Tinha tudo para ser um vencedor e um bom exemplo para muitos garotos. Veio de família pobre, abandonado pelos pais, utilizou bem seu talento no esporte, virou atleta profissional, goleiro de dois dos maiores clubes do Brasil, respeitado pelas grandes atuações, lembrado para a seleção brasileira.

Jogou tudo no chão. A fama e o dinheiro subiram-lhe à cabeça, tornou-se arrogante, prepotente, envolveu-se em brigas, discussões e processos nos últimos anos. Agrediu mulher, deu declarações infelizes, apoiou quem não devia, enrascou-se em crime de seqüestro e homicídio. Acreditou na impunidade.

Ainda não assumiu a culpa, mas evidências e depoimentos são contra ele. Não há como se esquivar. Todos os suspeitos têm ligação com Bruno. A mulher assassinada era amante dele. O adolescente denunciante é seu primo, o carro com sangue é seu, o sítio, local do crime é sua propriedade. E o filho de quatro meses com Eliza foi tirado da mãe e deixado com outras pessoas pela esposa do Bruno.  Um crime premeditado.

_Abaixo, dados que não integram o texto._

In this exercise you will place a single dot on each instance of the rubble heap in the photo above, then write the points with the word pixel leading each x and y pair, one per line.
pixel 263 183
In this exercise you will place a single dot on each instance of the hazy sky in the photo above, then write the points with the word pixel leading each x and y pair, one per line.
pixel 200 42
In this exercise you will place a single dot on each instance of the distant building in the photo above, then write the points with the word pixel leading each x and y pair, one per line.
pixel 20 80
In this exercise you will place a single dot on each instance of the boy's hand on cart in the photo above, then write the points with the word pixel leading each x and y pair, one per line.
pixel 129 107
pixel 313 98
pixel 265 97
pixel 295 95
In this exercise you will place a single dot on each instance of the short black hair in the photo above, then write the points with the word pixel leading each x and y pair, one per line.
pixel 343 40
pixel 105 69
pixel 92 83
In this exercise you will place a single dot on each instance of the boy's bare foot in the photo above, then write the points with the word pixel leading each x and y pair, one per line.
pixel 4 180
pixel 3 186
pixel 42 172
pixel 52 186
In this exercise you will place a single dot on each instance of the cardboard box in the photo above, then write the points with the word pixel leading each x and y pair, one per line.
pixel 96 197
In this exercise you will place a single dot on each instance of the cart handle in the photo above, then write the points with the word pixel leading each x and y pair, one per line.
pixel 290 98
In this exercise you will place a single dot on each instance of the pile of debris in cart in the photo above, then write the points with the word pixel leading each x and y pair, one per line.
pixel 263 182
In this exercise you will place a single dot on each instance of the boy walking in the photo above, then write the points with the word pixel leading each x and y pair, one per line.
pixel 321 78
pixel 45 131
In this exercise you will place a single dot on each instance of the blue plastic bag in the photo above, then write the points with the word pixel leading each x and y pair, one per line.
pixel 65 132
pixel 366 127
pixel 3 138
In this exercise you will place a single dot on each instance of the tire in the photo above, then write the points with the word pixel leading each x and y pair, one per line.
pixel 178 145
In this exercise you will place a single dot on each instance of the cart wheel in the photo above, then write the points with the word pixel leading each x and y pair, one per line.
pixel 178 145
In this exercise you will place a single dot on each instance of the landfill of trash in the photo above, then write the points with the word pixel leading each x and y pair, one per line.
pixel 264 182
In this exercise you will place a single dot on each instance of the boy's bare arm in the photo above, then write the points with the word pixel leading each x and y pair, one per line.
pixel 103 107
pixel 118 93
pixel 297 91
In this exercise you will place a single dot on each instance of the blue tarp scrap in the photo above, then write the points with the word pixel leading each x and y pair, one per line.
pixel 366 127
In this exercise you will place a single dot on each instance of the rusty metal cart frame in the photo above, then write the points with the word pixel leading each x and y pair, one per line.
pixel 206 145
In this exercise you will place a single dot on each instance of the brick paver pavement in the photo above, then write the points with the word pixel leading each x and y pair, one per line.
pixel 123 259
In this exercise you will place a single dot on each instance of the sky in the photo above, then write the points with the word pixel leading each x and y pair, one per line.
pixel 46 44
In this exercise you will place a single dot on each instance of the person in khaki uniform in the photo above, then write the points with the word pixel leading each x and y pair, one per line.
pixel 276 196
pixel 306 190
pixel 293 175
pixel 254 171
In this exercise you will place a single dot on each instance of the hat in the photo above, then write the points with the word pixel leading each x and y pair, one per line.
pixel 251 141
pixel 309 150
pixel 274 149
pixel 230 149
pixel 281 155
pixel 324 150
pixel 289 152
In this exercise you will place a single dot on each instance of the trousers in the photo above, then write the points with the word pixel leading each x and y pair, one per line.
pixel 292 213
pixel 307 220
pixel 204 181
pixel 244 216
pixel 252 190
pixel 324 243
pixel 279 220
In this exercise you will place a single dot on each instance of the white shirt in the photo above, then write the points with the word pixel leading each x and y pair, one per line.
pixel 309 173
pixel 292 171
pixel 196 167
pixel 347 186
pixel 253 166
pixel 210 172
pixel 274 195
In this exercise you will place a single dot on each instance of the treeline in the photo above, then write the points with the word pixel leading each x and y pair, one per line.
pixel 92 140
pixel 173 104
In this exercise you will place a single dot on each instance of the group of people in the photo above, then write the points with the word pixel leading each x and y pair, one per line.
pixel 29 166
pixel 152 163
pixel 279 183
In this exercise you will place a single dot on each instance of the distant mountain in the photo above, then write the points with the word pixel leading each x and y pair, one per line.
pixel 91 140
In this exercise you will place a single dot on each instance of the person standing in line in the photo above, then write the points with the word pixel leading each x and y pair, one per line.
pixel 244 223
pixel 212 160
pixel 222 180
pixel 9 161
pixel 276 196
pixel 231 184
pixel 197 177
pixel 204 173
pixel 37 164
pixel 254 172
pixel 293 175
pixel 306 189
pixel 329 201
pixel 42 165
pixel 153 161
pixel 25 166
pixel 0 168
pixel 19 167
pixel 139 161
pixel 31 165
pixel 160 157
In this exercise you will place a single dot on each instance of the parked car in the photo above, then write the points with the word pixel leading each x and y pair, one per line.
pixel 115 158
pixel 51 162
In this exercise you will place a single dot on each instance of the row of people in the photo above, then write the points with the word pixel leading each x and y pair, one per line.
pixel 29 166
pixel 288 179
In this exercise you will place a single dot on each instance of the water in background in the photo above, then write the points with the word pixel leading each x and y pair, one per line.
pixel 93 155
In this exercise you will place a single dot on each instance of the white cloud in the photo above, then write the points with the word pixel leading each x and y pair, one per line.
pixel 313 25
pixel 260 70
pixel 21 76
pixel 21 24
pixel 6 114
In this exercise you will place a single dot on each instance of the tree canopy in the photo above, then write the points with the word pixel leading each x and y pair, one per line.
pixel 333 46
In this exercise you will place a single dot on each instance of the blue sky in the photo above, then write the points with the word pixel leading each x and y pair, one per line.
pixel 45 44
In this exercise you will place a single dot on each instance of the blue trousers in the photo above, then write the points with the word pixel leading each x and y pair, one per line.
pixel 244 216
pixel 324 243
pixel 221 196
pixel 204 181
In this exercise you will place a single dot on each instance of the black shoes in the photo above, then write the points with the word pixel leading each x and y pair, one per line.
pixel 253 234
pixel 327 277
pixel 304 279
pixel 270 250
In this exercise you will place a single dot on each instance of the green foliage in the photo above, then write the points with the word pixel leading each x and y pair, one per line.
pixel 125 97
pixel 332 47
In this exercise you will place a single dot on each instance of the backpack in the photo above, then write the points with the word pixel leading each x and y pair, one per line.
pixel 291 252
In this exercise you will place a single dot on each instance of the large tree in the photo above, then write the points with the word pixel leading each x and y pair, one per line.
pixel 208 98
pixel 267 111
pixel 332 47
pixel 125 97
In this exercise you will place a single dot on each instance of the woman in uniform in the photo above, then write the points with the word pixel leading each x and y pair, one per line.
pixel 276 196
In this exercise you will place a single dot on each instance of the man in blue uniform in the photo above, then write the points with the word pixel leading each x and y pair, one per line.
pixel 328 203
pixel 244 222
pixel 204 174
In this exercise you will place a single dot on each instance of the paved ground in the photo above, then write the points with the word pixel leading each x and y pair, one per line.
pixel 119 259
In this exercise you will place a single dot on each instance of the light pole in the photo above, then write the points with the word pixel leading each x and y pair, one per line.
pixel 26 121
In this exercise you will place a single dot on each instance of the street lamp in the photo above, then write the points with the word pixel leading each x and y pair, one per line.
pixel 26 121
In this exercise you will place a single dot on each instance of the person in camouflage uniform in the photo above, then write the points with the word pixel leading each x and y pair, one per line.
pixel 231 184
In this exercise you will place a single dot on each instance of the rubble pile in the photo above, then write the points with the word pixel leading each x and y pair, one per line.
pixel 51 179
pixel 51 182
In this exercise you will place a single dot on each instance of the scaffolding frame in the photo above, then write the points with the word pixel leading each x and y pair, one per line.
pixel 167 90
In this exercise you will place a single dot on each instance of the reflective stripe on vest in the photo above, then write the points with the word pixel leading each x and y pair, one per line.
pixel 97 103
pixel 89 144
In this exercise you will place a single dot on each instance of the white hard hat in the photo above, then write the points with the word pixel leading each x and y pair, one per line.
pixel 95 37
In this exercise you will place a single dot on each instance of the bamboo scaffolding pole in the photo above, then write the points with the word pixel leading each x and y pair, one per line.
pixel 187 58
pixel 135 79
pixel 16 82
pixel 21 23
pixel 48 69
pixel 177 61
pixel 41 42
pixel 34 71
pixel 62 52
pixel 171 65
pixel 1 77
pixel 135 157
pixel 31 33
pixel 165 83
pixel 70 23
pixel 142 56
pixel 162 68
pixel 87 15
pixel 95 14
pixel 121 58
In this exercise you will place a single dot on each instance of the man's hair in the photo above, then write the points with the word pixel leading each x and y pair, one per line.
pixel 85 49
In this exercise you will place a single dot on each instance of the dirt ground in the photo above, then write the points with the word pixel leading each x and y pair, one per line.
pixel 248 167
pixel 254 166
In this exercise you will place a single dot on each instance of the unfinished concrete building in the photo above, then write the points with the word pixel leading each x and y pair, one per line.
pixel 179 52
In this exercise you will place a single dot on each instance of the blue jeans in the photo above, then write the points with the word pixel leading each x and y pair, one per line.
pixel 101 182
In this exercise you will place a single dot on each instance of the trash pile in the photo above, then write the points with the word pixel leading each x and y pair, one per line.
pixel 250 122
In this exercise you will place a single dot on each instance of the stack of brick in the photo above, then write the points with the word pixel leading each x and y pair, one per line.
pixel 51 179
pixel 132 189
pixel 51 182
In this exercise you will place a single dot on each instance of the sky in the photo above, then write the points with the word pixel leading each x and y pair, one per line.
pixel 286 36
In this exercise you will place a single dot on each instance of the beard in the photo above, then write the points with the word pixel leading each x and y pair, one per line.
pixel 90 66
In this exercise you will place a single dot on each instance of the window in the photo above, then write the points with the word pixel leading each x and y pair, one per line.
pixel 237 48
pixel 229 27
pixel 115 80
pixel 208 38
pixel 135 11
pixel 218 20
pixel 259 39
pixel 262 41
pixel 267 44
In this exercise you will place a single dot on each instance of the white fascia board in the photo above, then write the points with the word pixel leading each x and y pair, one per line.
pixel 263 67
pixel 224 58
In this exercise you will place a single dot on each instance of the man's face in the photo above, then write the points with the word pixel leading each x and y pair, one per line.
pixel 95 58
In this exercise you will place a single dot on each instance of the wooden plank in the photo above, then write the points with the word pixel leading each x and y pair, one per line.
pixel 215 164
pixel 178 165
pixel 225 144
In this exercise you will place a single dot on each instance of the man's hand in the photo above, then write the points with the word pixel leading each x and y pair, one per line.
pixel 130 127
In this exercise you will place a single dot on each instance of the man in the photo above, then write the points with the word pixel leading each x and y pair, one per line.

Esta bola, o goleiro Bruno não vai defender. É falta grave demais. Nada parecido com um pênalti. A  Justiça vai chutar firme, rasteiro, e a bola vai passar entre suas pernas. Um frangaço!  Vencerá a Lei, o Bem triunfará sobre o Mal.

Pelos próximos 10 anos, Bruno não mais jogará profissionalmente. Estará no xadrez. Se quiser, tem lugar garantido no time principal da Penitenciária Nelson Hungria. Cheio de crack, a droga. Presídio com sobrenome de seleção européia e uniforme de detento na cor laranja, que dá para pensar em copa do mundo, no time da Holanda, finalista de 2010.

Que pena, Bruno, o jogo acabou. E você perdeu!